We do not enjoy distress. We avoid situations in which we are out of control, so that distress will not multiply. Naturally, we might view Jonah’s time in the whale as a dark and frightening judgment. We can totally miss that the whale was the very agent God appointed to save Jonah from destruction and get him back on course. Jonah was sinking “into the heart of the seas,” and he “descended to the roots of the mountains” (Jonah 2:3, 6). He must have nearly drowned, because he wrote, “Water encompassed me to the point of death…weeds were wrapped around my head” (2:5). Face-to-face with death and the threatening elements, this God-appointed fish was like a life-raft. It was a revelation of God’s power to save.
So, what do we find so distasteful about Jonah’s 3-day stay in this underwater hotel? Well, to start, there are no real amenities to speak of, unless you like slimy darkness and the smell of half-digested seafood. Yet, it is hard to complain if you have been saved from drowning! There is no maid service or room service or early check-out option at the Big Fish Hotel. Yet, there is great peace if you embrace the proven fact that you are in the faithful hand of God. If He saved you from the storm and He saved you from drowning, He can keep you faithfully, even inside a fish.
What was God looking for? Why did He keep Jonah checked into that hotel for three nights? I believe God was waiting for Jonah’s prayer. After the third night, Jonah raised his thanksgiving to the LORD (1:17, 2:1). He was in that fish, sorting it out, thinking it through, unable to run anymore.

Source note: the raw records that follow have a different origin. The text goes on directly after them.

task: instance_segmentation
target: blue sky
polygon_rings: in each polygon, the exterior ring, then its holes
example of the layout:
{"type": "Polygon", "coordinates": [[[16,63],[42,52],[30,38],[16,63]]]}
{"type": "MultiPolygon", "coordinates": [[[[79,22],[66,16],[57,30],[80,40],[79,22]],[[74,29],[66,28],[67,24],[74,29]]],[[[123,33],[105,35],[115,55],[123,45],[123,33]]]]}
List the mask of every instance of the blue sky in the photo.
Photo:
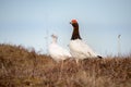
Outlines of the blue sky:
{"type": "Polygon", "coordinates": [[[76,18],[81,36],[102,55],[131,53],[131,0],[0,0],[0,42],[34,47],[47,53],[51,34],[69,49],[69,24],[76,18]]]}

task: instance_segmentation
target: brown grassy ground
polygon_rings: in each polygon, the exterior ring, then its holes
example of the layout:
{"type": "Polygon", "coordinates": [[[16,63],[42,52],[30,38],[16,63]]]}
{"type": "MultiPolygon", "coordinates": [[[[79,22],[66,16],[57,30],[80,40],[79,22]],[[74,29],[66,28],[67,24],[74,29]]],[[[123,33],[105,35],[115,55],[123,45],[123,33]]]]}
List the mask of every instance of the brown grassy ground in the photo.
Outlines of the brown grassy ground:
{"type": "Polygon", "coordinates": [[[22,46],[0,45],[0,87],[131,87],[131,57],[63,65],[22,46]]]}

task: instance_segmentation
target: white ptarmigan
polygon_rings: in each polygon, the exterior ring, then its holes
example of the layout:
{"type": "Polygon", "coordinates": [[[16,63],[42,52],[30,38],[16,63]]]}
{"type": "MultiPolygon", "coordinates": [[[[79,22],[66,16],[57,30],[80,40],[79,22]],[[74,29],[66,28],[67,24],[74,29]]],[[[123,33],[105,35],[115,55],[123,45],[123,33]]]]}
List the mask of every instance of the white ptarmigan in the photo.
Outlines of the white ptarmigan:
{"type": "Polygon", "coordinates": [[[73,58],[76,59],[88,59],[88,58],[102,58],[97,55],[88,45],[86,45],[79,33],[79,23],[76,20],[72,20],[70,24],[73,26],[72,37],[69,44],[70,52],[73,58]]]}
{"type": "Polygon", "coordinates": [[[49,45],[50,57],[57,62],[71,58],[70,52],[57,44],[58,37],[56,35],[51,35],[51,38],[52,38],[52,41],[49,45]]]}

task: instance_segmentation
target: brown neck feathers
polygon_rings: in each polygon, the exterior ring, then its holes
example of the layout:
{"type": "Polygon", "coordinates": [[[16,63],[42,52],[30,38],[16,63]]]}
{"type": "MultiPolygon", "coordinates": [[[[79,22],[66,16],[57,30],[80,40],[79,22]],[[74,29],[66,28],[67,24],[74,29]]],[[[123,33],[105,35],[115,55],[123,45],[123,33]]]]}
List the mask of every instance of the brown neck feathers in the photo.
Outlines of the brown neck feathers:
{"type": "Polygon", "coordinates": [[[82,39],[81,36],[80,36],[80,33],[79,33],[79,24],[75,23],[75,24],[72,24],[72,26],[73,26],[73,33],[72,33],[71,40],[82,39]]]}

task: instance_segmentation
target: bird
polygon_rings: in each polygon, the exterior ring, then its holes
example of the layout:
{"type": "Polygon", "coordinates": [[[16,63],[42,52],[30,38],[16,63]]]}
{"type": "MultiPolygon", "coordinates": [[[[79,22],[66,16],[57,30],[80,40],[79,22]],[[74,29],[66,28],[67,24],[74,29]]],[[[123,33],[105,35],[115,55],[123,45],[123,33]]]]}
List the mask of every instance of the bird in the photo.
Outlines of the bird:
{"type": "Polygon", "coordinates": [[[76,62],[79,59],[91,59],[91,58],[102,58],[96,52],[93,51],[93,49],[82,40],[80,32],[79,32],[79,23],[76,20],[72,20],[70,24],[73,27],[73,33],[71,36],[71,40],[69,44],[70,52],[73,58],[76,59],[76,62]]]}
{"type": "Polygon", "coordinates": [[[52,38],[52,41],[48,48],[50,57],[56,62],[60,62],[68,58],[71,58],[71,53],[67,49],[62,48],[57,44],[58,37],[56,35],[51,35],[51,38],[52,38]]]}

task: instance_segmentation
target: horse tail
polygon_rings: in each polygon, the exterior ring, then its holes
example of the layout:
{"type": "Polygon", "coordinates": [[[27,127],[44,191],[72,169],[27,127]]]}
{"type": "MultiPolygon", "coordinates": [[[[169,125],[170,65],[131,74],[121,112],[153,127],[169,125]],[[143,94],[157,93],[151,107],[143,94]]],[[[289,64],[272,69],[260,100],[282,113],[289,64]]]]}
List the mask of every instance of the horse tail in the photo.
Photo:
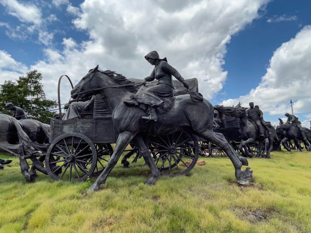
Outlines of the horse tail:
{"type": "Polygon", "coordinates": [[[31,146],[31,141],[30,139],[23,130],[21,124],[19,121],[13,117],[10,117],[10,120],[12,124],[16,129],[18,139],[23,145],[25,153],[27,155],[32,154],[35,148],[31,146]]]}
{"type": "Polygon", "coordinates": [[[239,103],[235,107],[230,106],[224,107],[223,105],[215,105],[214,109],[227,116],[238,117],[240,115],[241,103],[239,103]]]}

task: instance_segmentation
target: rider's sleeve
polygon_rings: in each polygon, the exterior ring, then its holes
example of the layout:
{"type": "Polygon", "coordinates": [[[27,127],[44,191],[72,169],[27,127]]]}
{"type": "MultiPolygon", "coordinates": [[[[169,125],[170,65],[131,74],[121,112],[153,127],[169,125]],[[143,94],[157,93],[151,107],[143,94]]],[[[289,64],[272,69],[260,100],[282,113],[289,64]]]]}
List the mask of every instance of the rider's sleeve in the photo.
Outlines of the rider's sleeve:
{"type": "Polygon", "coordinates": [[[163,71],[173,75],[180,82],[183,81],[183,78],[180,75],[180,74],[178,72],[178,71],[174,67],[170,66],[167,62],[163,62],[161,68],[163,71]]]}
{"type": "Polygon", "coordinates": [[[150,76],[148,76],[148,77],[146,77],[145,79],[148,82],[151,82],[152,81],[153,81],[155,79],[155,70],[153,69],[153,70],[152,71],[152,72],[151,72],[151,74],[150,74],[150,76]]]}

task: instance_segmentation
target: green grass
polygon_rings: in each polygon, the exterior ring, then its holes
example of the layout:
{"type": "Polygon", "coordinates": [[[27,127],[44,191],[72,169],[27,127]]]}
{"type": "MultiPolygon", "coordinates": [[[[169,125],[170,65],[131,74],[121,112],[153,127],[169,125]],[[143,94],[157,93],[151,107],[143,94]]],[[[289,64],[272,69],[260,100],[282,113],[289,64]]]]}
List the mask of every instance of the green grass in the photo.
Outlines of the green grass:
{"type": "MultiPolygon", "coordinates": [[[[2,158],[7,156],[1,155],[2,158]]],[[[143,160],[119,163],[99,191],[39,173],[26,184],[16,158],[0,170],[0,232],[311,232],[311,153],[249,159],[252,183],[235,182],[228,158],[146,186],[143,160]]],[[[11,158],[12,157],[11,157],[11,158]]]]}

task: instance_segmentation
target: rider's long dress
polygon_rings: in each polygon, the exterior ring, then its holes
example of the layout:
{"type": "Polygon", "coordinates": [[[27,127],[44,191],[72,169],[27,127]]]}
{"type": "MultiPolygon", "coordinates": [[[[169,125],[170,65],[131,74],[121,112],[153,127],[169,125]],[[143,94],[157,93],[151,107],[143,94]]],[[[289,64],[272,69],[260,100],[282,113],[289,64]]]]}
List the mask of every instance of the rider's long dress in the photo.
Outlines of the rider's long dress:
{"type": "Polygon", "coordinates": [[[155,86],[143,86],[133,98],[141,104],[155,107],[158,113],[169,110],[174,103],[174,85],[172,75],[180,82],[183,78],[178,72],[166,61],[160,60],[155,66],[150,76],[146,79],[151,81],[155,79],[159,80],[155,86]]]}

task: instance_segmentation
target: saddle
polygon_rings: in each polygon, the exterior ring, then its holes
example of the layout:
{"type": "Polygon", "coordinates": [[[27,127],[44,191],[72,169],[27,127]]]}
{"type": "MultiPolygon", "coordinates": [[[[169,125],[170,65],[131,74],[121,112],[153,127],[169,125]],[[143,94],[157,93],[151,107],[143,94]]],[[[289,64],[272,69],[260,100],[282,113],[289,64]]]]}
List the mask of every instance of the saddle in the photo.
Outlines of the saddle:
{"type": "MultiPolygon", "coordinates": [[[[250,121],[248,120],[252,124],[253,124],[253,125],[255,127],[255,129],[256,129],[256,130],[258,131],[259,131],[259,129],[258,129],[258,127],[257,126],[257,125],[255,122],[255,121],[250,121]]],[[[266,121],[266,122],[267,123],[267,125],[268,126],[271,126],[272,125],[271,124],[271,122],[270,121],[266,121]]],[[[263,126],[262,126],[262,129],[263,129],[263,134],[265,135],[265,138],[267,138],[269,137],[269,132],[268,131],[268,130],[266,129],[266,128],[263,127],[263,126]]]]}

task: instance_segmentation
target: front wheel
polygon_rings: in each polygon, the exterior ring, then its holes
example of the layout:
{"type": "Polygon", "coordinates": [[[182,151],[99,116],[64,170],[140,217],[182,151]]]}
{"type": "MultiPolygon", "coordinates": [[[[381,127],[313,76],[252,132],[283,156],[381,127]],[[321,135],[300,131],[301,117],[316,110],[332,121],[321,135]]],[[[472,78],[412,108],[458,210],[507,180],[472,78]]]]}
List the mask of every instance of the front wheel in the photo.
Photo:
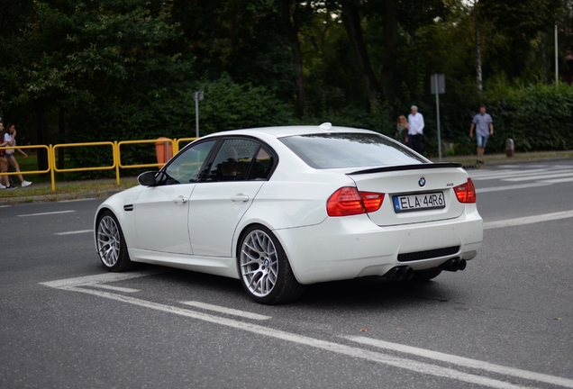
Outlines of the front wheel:
{"type": "Polygon", "coordinates": [[[99,216],[96,241],[99,258],[109,271],[124,271],[132,267],[123,232],[117,218],[109,210],[99,216]]]}
{"type": "Polygon", "coordinates": [[[257,303],[276,304],[302,294],[305,286],[295,278],[282,246],[268,228],[248,228],[241,235],[237,258],[242,285],[257,303]]]}

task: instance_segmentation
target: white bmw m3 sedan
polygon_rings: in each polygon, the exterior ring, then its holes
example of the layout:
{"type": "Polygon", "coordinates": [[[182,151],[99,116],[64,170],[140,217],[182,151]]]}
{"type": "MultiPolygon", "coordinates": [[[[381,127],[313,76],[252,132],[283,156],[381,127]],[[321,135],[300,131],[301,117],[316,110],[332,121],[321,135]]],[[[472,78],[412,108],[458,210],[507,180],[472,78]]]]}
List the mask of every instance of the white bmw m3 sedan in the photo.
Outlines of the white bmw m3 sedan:
{"type": "Polygon", "coordinates": [[[138,181],[96,213],[105,267],[145,262],[237,278],[260,303],[325,281],[463,270],[483,239],[460,165],[368,130],[218,132],[138,181]]]}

His conclusion? “You have brought my life up from the pit, O LORD my God” (2:6). He changes his attitude, saying, “That which I have vowed I will pay” (2:9). We have no record of Jonah paying any vows or visiting the temple at all. But, as a prophet, he had vowed to give his life to obey God. The vow Jonah had held back, he is now committed to pay again. When Jonah prays, he is saying, “God, you saved my life. It belongs to you, so I will lay it down to serve you…even in Nineveh.” When God saw surrender, and a heart willing to obey, then and only then did He “command the fish” so that “it vomited Jonah up onto the dry ground” (2:10).
If God sends an experience into your life that feels like “the belly of the fish,” remember that He is working to save you from destruction. He is working to birth in you a new surrender to His will. He wants to shape in you a heart that is ready for obedience. And so, the wisest thing you and I can do in the belly of the fish is to lay down our lives to Jesus one more time. Begin to say, “What I vowed, I will pay.” Commit your way completely to the Lord, entrust your soul into the hands of a faithful Creator as you do what is right (1 Peter 4:19). That fish is a useful tool in God’s hand to get you back on dry ground and following His voice.